If, then, reasonable pupils, you would succeed in argument, attend to the following instructions.

Begin by preventing, if possible, the specific statement of any position, or, if reduced to it, use the most general terms, and take advantage of the ambiguity which all languages and which most philosophers allow. Above all things, shun definitions ; they will prove fatal to you; for two persons of sense and candour, who define their terms, cannot argue long without either convincing, or being convinced, or parting in equal good-humour; to prevent which, go over and over the same ground, wander as wide as possible from the point, but always with a view to return at last precisely to the same spot from which you set out. I should remark to you, that the choice of your weapons is a circumstance much to be attended to: choose always those which your adversary cannot use. If your husband is a man of wit, you

will of course undervalue a talent which is never connected with judgment: "for your part, you do not presume to contend with him in wit.”

But if he be a sober-minded man, who will go link by link along the chain of an argument, follow him at first, till he grows so intent that he does not perceive whether you follow him or not; then slide back to your own station, and when with perverse patience he has at last reached the last link of the chain, with one electric shock of wit make him quit his hold, and strike him to the ground in an instant. Depend upon the sympathy of the spectators, for to one who can understand reason, you will find ten who admire wit.

But if you should not be blessed with " a ready wit," if demonstration should in the mean time stare you in the face, do not be in the least alarmed -anticipate the blow.
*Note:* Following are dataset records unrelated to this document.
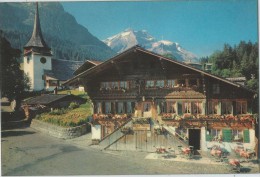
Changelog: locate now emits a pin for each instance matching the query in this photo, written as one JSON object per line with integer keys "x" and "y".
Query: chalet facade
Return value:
{"x": 200, "y": 107}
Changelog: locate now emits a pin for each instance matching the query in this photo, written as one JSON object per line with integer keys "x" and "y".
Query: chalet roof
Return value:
{"x": 62, "y": 69}
{"x": 87, "y": 65}
{"x": 140, "y": 49}
{"x": 236, "y": 78}
{"x": 47, "y": 99}
{"x": 37, "y": 38}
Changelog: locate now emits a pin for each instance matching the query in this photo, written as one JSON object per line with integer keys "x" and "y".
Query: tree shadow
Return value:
{"x": 5, "y": 134}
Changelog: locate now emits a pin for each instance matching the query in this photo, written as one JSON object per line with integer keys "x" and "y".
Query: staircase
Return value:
{"x": 176, "y": 137}
{"x": 115, "y": 136}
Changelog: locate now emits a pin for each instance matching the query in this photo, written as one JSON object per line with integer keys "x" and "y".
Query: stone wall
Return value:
{"x": 59, "y": 132}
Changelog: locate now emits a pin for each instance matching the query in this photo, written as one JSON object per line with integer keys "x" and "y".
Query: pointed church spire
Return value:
{"x": 37, "y": 41}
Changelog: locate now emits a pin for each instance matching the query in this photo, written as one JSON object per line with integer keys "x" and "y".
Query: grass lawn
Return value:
{"x": 69, "y": 117}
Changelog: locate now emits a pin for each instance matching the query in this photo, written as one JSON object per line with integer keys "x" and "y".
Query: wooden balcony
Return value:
{"x": 211, "y": 121}
{"x": 133, "y": 93}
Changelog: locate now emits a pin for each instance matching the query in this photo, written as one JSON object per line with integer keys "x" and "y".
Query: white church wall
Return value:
{"x": 29, "y": 69}
{"x": 39, "y": 68}
{"x": 35, "y": 70}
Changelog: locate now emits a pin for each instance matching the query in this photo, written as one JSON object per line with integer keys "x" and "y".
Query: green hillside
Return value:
{"x": 68, "y": 39}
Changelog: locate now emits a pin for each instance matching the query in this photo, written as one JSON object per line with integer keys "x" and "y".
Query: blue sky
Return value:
{"x": 199, "y": 26}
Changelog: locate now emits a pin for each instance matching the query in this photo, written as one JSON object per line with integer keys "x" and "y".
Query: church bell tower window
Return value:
{"x": 43, "y": 60}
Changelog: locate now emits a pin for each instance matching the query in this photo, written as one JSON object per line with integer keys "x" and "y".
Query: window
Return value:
{"x": 193, "y": 82}
{"x": 105, "y": 85}
{"x": 114, "y": 85}
{"x": 170, "y": 83}
{"x": 196, "y": 107}
{"x": 149, "y": 84}
{"x": 160, "y": 83}
{"x": 147, "y": 107}
{"x": 187, "y": 107}
{"x": 213, "y": 107}
{"x": 171, "y": 107}
{"x": 241, "y": 107}
{"x": 163, "y": 107}
{"x": 215, "y": 89}
{"x": 215, "y": 134}
{"x": 120, "y": 107}
{"x": 226, "y": 107}
{"x": 237, "y": 135}
{"x": 123, "y": 85}
{"x": 98, "y": 108}
{"x": 181, "y": 82}
{"x": 108, "y": 107}
{"x": 129, "y": 108}
{"x": 43, "y": 60}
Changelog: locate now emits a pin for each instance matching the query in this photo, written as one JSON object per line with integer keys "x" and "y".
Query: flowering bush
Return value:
{"x": 67, "y": 117}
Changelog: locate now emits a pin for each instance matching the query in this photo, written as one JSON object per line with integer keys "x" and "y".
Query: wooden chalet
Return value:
{"x": 199, "y": 106}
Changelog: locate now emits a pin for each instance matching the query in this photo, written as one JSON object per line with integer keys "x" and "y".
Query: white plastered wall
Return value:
{"x": 96, "y": 132}
{"x": 35, "y": 70}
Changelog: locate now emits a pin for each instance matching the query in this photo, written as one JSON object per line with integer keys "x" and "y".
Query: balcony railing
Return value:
{"x": 249, "y": 117}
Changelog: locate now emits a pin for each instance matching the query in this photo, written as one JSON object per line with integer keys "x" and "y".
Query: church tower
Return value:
{"x": 37, "y": 56}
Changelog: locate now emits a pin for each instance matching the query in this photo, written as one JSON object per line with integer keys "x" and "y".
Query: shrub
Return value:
{"x": 73, "y": 105}
{"x": 58, "y": 111}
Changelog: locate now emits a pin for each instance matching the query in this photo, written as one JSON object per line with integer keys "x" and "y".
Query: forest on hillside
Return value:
{"x": 238, "y": 61}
Whilst you have it yet in your power, rise with becoming magnanimity, and cry, “ I give it up! I give it up! La! let us say no more about it; I do so hate disputing about trifles. I give it up!" Before an explanation on the word trifle can take place, quit the room with flying colours. If you are a woman of sentiment and eloquence, have advantages of which I scarcely need apprise you. From the understanding of a man, you have always an appeal to his heart, or, if not, to his affection, to his weakness. If you have the good fortune to be married to a weak man, always choose the moment to argue with him when you have a full audiTrust to the sublime power of numbers; it

you

ence.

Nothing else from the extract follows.